Les écrivains étaient absents des rencontres de leurs pairs. De même, les cinéastes se sont portés absents à la rencontre pourtant exceptionnelle avec Costa-Gavras autour du cinquantenaire du tournage de son film Z à Alger. On peut aussi constater que les activités culturelles ont tendance à se décentraliser. Plusieurs stands importants comprenaient des petites salles de conférences. C’est le cas de celui du ministère de la Culture qui n’a jamais été aussi actif, de ceux de l’Union européenne, de l’Institut français, de l’ANEP, etc. avec un accroissement des séances de dédicace des auteurs sur les stands de leurs éditeurs.

Avec un programme aussi dense, le SILA n’a-t-il pas été victime de la générosité de son offre d’animation ? Faire moins et plus fort pourrait être une voie dans la mesure où la plupart des Salons du livre au monde se contentent d’organiser quelques activités bien ciblées et d’accueillir celle des autres.

En fait, des petits riens qui font beaucoup.  Comme cette émouvante cérémonie d’hommage à notre cher et brillant confrère Amine Idjer par les éditions Voir par le Savoir consacrées aux non ou malvoyants. Leur directeur, Abderrahmane Amalou, qui se dévoue à cette cause, s’attelle actuellement au lancement de clubs de lecture pour ces catégories de lecteurs. Comme ces jeunes de Mila, venus à leurs propres frais, et qui ont créé un groupe de promotion de la lecture et du livre. Avec leur guitare, leurs magnifiques tableaux et l’idée d’organiser des petits concours littéraires sur le trottoir, ils se sont vus interdire d’activer par les agents de sécurité agissant au nom du règlement.

Ils ont bénéficié finalement d’une autorisation du comité du SILA, mais c’était trop tard. Leur budget comme leurs occupations estudiantines ou autres les obligeaient à rentrer chez eux. Comme encore ce comptoir où se faisait la promotion de l’application Kitab, une «librairie digitale» par laquelle la livraison de livres par réseau EMS est assurée dans les 48 wilayas du pays avec paiement à la livraison. Nous reviendrons sur cette innovation qui pourrait bien révolutionner la distribution du livre dans le pays.
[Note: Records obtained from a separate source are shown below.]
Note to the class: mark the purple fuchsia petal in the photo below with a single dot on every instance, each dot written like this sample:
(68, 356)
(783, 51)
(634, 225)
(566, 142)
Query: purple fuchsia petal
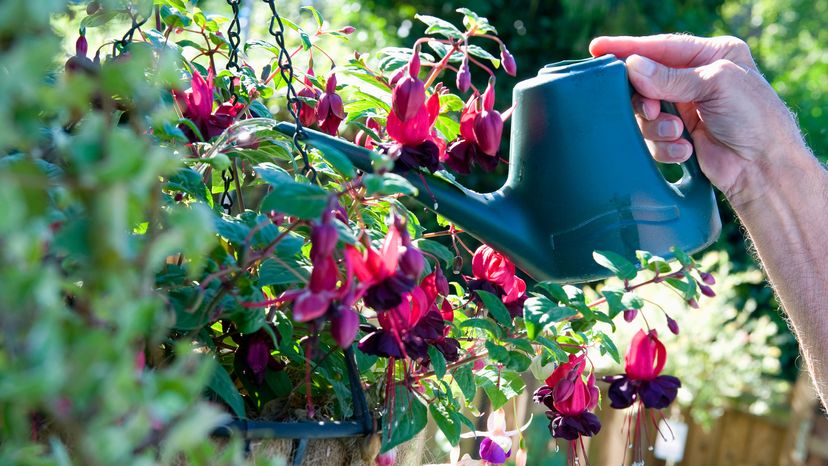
(659, 392)
(622, 393)
(388, 293)
(492, 452)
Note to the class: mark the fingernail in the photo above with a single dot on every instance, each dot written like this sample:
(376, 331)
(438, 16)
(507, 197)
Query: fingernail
(641, 65)
(668, 129)
(678, 151)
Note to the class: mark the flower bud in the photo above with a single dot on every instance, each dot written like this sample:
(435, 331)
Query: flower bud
(408, 97)
(707, 291)
(507, 61)
(563, 390)
(309, 306)
(344, 327)
(488, 96)
(672, 325)
(389, 458)
(81, 46)
(412, 262)
(707, 278)
(488, 129)
(463, 77)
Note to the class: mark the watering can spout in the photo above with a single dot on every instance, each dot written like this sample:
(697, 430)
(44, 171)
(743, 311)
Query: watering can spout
(581, 179)
(491, 217)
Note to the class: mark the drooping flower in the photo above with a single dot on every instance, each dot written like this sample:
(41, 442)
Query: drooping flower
(496, 446)
(408, 95)
(507, 61)
(307, 114)
(196, 104)
(642, 385)
(570, 400)
(495, 273)
(330, 111)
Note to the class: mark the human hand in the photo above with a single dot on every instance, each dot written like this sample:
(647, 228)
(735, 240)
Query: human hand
(739, 125)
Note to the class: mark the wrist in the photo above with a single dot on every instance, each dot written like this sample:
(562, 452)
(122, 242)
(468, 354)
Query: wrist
(789, 168)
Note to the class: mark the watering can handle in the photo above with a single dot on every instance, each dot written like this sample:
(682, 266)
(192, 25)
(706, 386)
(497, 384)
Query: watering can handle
(693, 176)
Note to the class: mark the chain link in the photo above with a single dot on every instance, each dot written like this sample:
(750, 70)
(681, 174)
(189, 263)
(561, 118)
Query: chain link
(286, 70)
(234, 36)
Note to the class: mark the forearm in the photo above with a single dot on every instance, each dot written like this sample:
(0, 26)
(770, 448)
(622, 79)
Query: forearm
(788, 224)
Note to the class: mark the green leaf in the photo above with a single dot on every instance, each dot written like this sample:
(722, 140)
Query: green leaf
(221, 384)
(440, 26)
(464, 377)
(608, 347)
(272, 272)
(621, 267)
(614, 297)
(446, 421)
(539, 313)
(483, 324)
(409, 418)
(554, 291)
(438, 361)
(316, 15)
(389, 183)
(436, 249)
(298, 200)
(495, 307)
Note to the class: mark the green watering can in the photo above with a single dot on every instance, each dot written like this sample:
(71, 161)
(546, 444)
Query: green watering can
(580, 179)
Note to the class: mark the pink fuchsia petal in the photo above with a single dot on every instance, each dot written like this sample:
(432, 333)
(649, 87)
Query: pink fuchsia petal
(493, 266)
(488, 130)
(344, 327)
(493, 452)
(463, 81)
(467, 117)
(310, 306)
(488, 96)
(507, 61)
(645, 357)
(324, 275)
(408, 97)
(81, 46)
(201, 97)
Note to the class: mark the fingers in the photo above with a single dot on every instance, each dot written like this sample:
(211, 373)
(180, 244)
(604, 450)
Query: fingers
(670, 152)
(664, 128)
(676, 50)
(655, 81)
(649, 109)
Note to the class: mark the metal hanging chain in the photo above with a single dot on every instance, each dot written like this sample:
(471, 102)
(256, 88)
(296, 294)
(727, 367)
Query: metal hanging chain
(234, 36)
(286, 70)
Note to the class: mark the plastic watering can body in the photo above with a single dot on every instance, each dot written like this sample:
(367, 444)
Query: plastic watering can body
(580, 179)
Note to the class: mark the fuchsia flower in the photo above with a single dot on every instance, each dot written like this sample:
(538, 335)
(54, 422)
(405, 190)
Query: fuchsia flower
(569, 399)
(642, 385)
(495, 273)
(410, 123)
(408, 315)
(307, 114)
(480, 133)
(330, 111)
(496, 446)
(196, 104)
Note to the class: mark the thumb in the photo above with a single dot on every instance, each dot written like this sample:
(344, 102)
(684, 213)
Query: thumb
(656, 81)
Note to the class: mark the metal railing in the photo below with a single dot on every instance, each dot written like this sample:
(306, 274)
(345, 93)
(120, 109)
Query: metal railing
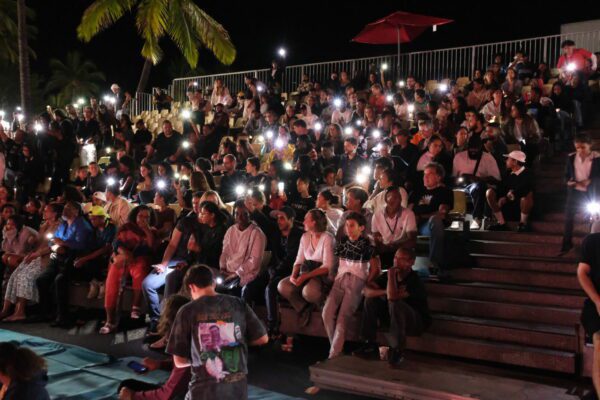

Comme, bien sûr aussi, l’application SILA 2018 qui a permis à tous les utilisateurs de smartphones de découvrir tous les livres présents au SILA (300 000 titres), de les situer dans leurs stands et de s’orienter sur l’ensemble du site.

Au total, oui, une belle édition qui a drainé du monde, y compris sous les intempéries. Peut mieux faire, c’est certain. Mais lorsque l’on sait que le budget de la manifestation a encore été réduit cette année en maintenant sa gratuité (rare sinon unique au monde), que les sponsors demeurent encore attachés au clinquant hasardeux du football en négligeant une telle opportunité d’image, on peut estimer que l’édition a été bien honorable, un qualificatif que les Chinois affectionnent et que les Algériens sont encore loin de mépriser, sauf quelques énergumènes pathétiques qui, sur certaines chaînes de télévision et sur les réseaux dits sociaux s’en prennent à ceux qui viennent au Salon et n’achètent pas des livres. S’ils pouvaient par exemple mettre leur bave au service de la TVA zéro pour le livre… Bon, à la vingt-quatrième !.